Tapi sial, sebab kami harus terhenti ketika melihat jurang di depan mata. Sementara Jungkook terus mendekat.
"Panglima bagaimana ini?" Aku benar-benar khawatir terlebih darah Taehyung tak berhenti mengalir.
"Nona Maville, aku perintahkan berhenti." Suara bariton Jungkook sudah terdengar, itu tandanya Jungkook sudah sangat dekat dengan keberadaan kami. Dan benar saja, tak lama Jungkook dan pasukannya tiba di depan kami. Ia tersenyum meremehkan.
"Panglima, Kau berani sekali membawa lari tunangan putra mahkota." Jungkook duduk gagah pada kuda nya. Tersenyum puas sebab melihat Taehyung terluka parah. Tak berdaya. Tapi Taehyung sepertinya tidak ingin menyerah, terbukti dari tangannya yang tak lepas menggenggam tangan ku.
"Kami saling mencintai, Bukan sebuah dosa mencintai seseorang." Ujar Taehyung menantang. Terlihat Jungkook kembali tersenyum sinis. "Yang kau bawa lari itu milikku, itu sama saja mencuri, Bukankah mencuri adalah sebuah dosa, panglima?" Taehyung menatapku, begitupun sebaliknya. Tatapannya sayu, ia pasti kesakitan sekali.
"Simpan cinta kalian, kalian tidak mungkin bersatu. Sebab nona Maville akan menikah dengan ku, dan kau panglima, kau akan dihukum sebab perbuatan mu." Aku melihat Jungkook mengarahkan pasukannya untuk menangkap Taehyung. Aku melihat anak panah di depan ku, mengambilnya lantas mengarahkan ke pergelangan tangan ku.
"Berhenti, atau aku akan melukai diriku sendiri." Ucap ku. Jungkook tertawa, mungkin menertawakan ku yang ia anggap bodoh. Tapi kemudian mengangkat tangan mengisyaratkan pasukannya untuk mundur.
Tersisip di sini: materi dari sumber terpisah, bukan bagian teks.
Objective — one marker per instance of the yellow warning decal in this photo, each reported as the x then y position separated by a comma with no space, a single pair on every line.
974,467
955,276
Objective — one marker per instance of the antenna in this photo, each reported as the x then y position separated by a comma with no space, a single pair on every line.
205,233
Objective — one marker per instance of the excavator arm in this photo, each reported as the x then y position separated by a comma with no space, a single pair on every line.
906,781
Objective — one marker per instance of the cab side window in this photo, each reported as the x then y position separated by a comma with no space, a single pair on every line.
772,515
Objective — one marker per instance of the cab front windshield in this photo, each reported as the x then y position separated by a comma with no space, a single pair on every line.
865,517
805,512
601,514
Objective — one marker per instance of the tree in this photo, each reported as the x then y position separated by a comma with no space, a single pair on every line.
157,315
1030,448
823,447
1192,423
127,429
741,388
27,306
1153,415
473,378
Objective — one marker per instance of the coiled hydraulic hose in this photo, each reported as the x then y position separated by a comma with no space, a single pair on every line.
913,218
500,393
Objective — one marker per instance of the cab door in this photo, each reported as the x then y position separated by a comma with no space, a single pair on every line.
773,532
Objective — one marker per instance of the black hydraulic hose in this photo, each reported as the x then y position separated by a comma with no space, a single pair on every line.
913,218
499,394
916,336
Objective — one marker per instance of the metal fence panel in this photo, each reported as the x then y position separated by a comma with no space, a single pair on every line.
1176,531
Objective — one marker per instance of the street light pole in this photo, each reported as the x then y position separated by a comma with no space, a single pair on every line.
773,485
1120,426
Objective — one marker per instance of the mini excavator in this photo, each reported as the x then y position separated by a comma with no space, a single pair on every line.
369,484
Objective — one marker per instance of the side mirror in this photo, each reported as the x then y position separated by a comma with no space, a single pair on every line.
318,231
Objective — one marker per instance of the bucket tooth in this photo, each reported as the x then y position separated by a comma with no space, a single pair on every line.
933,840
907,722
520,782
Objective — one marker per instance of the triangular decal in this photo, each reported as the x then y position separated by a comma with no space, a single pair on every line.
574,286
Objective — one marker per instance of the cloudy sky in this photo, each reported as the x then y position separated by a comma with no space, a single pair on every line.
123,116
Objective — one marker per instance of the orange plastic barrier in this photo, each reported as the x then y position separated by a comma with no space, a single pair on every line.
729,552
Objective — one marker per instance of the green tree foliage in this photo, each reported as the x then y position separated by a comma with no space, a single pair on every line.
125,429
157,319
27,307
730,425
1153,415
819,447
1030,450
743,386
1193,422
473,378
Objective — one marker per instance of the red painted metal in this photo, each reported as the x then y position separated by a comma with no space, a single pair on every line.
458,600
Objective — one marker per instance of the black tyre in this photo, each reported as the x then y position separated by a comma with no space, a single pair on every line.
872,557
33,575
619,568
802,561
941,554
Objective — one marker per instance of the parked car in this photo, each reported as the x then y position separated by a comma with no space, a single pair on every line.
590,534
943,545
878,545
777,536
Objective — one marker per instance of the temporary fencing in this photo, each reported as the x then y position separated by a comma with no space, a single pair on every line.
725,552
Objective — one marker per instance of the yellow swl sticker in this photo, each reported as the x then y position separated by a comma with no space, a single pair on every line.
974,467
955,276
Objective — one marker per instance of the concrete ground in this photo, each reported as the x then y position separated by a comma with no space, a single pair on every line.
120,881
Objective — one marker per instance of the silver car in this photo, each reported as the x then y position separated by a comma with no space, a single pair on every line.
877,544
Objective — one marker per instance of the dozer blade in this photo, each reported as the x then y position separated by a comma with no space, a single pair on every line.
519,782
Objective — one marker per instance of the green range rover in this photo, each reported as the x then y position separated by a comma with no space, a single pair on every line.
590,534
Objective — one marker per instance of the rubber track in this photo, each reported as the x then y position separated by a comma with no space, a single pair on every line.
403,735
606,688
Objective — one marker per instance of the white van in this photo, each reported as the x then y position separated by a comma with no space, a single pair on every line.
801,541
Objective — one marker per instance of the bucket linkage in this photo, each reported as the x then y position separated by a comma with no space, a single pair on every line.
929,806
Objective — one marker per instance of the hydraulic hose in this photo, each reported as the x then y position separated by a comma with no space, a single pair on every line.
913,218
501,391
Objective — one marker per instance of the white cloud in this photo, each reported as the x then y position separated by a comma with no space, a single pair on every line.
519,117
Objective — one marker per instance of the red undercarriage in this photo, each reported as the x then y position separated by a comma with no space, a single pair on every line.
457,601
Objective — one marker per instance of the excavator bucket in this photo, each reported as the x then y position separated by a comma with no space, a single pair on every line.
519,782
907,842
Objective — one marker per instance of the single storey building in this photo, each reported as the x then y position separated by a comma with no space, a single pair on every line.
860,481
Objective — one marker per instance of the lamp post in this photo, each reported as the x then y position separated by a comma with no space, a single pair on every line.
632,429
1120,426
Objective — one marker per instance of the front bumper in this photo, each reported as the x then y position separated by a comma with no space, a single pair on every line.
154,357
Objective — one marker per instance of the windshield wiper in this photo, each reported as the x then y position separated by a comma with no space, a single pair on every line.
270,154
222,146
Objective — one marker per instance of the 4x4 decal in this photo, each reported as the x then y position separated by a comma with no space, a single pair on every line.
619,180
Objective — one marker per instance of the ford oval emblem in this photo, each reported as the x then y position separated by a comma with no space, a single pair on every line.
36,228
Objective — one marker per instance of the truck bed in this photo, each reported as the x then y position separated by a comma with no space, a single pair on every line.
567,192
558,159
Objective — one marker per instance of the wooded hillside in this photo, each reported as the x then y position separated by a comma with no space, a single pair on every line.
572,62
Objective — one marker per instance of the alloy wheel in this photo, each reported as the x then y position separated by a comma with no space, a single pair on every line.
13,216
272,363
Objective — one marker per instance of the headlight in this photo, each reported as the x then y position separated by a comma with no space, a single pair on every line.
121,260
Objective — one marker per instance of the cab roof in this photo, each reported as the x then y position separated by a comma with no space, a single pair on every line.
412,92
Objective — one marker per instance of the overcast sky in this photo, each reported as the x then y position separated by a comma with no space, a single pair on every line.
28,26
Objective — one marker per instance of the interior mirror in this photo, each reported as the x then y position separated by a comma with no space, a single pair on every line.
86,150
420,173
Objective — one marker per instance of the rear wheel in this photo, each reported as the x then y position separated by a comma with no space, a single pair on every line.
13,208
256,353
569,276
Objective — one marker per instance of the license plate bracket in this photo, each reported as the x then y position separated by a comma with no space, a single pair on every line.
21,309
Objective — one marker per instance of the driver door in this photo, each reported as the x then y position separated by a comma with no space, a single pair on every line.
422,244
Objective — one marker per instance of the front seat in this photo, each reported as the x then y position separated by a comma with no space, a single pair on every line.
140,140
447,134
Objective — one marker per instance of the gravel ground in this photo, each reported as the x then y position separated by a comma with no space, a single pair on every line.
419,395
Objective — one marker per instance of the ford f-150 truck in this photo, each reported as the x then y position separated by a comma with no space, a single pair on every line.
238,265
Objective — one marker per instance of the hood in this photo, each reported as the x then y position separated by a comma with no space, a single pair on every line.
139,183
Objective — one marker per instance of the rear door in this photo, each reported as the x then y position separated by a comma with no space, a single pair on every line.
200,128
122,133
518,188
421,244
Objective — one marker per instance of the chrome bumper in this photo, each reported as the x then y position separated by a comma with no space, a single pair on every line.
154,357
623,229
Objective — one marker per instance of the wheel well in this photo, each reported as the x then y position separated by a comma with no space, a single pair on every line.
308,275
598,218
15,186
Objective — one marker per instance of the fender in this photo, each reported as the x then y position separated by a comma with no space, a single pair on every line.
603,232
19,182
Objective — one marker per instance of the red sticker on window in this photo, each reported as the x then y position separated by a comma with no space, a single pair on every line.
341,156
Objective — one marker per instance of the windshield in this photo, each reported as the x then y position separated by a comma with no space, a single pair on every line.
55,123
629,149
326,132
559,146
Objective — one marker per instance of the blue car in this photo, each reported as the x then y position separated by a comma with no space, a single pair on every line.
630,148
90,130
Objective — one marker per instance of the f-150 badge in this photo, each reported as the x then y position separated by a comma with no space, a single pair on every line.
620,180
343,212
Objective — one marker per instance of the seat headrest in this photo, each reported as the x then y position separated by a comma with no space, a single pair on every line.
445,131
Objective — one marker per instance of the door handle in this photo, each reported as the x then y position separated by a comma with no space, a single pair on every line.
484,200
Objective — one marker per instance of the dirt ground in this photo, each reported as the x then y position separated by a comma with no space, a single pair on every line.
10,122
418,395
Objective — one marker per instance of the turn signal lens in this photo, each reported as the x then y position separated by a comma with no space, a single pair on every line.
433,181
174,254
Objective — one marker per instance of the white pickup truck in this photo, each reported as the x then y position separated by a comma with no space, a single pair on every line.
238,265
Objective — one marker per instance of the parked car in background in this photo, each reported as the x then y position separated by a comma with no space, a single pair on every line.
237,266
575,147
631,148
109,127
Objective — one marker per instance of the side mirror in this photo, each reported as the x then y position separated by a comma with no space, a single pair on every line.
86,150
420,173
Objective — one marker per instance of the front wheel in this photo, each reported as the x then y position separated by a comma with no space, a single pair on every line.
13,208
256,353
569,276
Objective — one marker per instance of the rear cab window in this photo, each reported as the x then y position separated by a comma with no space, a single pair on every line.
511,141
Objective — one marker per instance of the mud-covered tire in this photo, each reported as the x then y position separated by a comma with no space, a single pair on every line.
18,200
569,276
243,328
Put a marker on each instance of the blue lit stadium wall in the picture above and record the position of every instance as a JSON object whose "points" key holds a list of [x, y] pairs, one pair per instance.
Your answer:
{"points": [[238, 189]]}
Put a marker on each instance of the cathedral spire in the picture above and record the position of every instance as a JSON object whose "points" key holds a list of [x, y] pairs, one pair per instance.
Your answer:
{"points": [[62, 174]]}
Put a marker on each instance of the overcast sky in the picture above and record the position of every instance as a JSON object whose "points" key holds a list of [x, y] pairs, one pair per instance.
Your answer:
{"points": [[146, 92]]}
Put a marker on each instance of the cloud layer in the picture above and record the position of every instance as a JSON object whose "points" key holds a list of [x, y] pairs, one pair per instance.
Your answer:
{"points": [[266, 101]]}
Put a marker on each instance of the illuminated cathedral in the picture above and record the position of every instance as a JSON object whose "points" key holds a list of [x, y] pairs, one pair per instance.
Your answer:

"Wah apa ini? gadis yang aku cintai membela laki-laki lain di depan ku." Jungkook tersenyum miris.
Aku tak peduli, lantas menatap Taehyung. "Hyuna, kau harus selamat." Ucapnya dengan tertatih, Taehyung kehabisan banyak darah.
"Tidak panglima, kita lari untuk memperjuangkan cinta kita--- " Aku menjeda kalimat ku, mengambil napas dalam-dalam sebelum kembali berucap. "Jika harus mati, kita harus mati bersama." Ucap ku penuh penekanan. Terlihat Taehyung ingin kembali protes tapi urung. Aku menatap jurang di belakang ku. "Panglima, ayo." Ucapku.
Taehyung terlihat tidak yakin, tapi kemudian mengangguk.
"Hyuna, maafkan aku, aku mencintaimu."
Aku menatapnya tersenyum. "Aku juga panglima, mari bertemu di kehidupan selanjutnya." Perlahan kami bangkit membuat Jungkook memicing ke arah kami. Aku dan Taehyung sama-sama tersenyum sebelum kami berbalik dan terjun bersama membuat Jungkook berteriak.
Aku masih mendengarnya sebelum tubuh kami perlahan mendarat, tergores apapun hingga ku rasakan tubuhku seakan remuk. Sakit, ku lihat Taehyung sudah terpejam sebab kepalanya terantuk batu, berdarah. Aku menangis di sisa kesadaran ku. Tangan kami masih menaut, hanya saja perlahan pegangan Taehyung melonggar, tidak seerat tadi. Bibirku Kelu, Memandang Taehyung sendu. Perlahan tapi pasti, memori ku bersama Taehyung berputar bagai sebuah film indah berlatar romansa. Aku kembali tersenyum sebelum akhirnya kesadaran ku perlahan terenggut.
Semoga kita bertemu di kehidupan selanjutnya, panglima.